Belluno, alpina di 30 anni si toglie la vita impiccandosi in caserma

di redazione Blitz
Pubblicato il 17 Settembre 2019 16:56 | Ultimo aggiornamento: 17 Settembre 2019 16:56
Belluno, alpina di 30 anni si toglie la vita impiccandosi in caserma

Un gruppo di soldatesse alpine. Foto archivio Ansa

BELLUNO – L’hanno trovata ormai senza vita nella caserma Salsa di Belluno. Così una soldatessa degli alpini, 30 anni appena, ha deciso di farla finita: si è tolta la vita nella sua camera, impiccandosi.

La macabra scoperta, secondo quanto riferito dal quotidiano Il Gazzettino, è stata fatta dai colleghi, al loro rientro in caserma. Nonostante il veloce intervento del Suem 118, i medici non hanno potuto fare altro che costatarne il decesso.

I rilievi sono stati effettuati dai carabinieri del comando di Belluno. Al momento nella vicenda sembra escluso il coinvolgimento di terzi. La vittima ha lasciato una lettera con un messaggio d’addio alla mamma.
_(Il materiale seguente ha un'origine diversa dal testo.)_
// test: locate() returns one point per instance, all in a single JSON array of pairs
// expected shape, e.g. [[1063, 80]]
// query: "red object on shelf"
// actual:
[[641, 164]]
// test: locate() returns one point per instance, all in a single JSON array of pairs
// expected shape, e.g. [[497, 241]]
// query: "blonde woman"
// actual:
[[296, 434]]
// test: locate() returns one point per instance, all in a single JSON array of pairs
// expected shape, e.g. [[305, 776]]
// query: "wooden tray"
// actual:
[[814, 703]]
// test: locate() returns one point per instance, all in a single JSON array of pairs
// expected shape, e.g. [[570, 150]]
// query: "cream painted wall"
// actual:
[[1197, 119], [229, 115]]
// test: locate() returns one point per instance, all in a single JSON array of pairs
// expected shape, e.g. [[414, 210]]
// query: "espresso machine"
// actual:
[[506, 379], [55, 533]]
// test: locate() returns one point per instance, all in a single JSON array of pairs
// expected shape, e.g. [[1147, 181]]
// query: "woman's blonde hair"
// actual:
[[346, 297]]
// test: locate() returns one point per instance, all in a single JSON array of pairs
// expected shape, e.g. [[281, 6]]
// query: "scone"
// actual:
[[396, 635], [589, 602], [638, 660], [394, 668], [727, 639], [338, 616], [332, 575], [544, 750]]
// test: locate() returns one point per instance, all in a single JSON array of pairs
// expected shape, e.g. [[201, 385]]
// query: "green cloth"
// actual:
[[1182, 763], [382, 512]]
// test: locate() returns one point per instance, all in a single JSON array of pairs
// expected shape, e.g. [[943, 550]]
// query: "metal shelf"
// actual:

Di origini veronesi, si era arruolata come alpino volontario una decina di anni fa e aveva prestato servizio come fuciliere anche a Oceanico Superiore in Friuli. Sembra che la donna soffrisse da tempo di depressione. La procura ha infatti escluso ipotetici episodi di nonnismo.

Per Antonella Cortese, Vice presidente dell’Osservatorio nazionale dei diritti e della salute dei militari e forze dell’ordine, siamo dinanzi ad una emergenza troppo a lungo sottaciuta: “Le Forze dell’ordine sono stanche di piangere i loro colleghi e portare in spalla le loro bare. Con un altro suicidio siamo al quinto caso in 3 settimane. Siamo a molte decine di suicidi tra militari e poliziotti da inizio anno ma non ci si può limitare a ricordarli. Torniamo a chiedere presidi e assistenza psicologica obbligatoria per chi svolge compiti di pubblica sicurezza e ha la responsabilità dell’arma d’ordinanza. Bisogna inoltre allontanarsi dall’idea che si tratti di singoli casi isolati ma indagare sul ragioni di fondo che sono da minimo comune denominatore a questa strage silenziosa a cui bisogna dar voce e con essa una speranza di porvi rimedio”.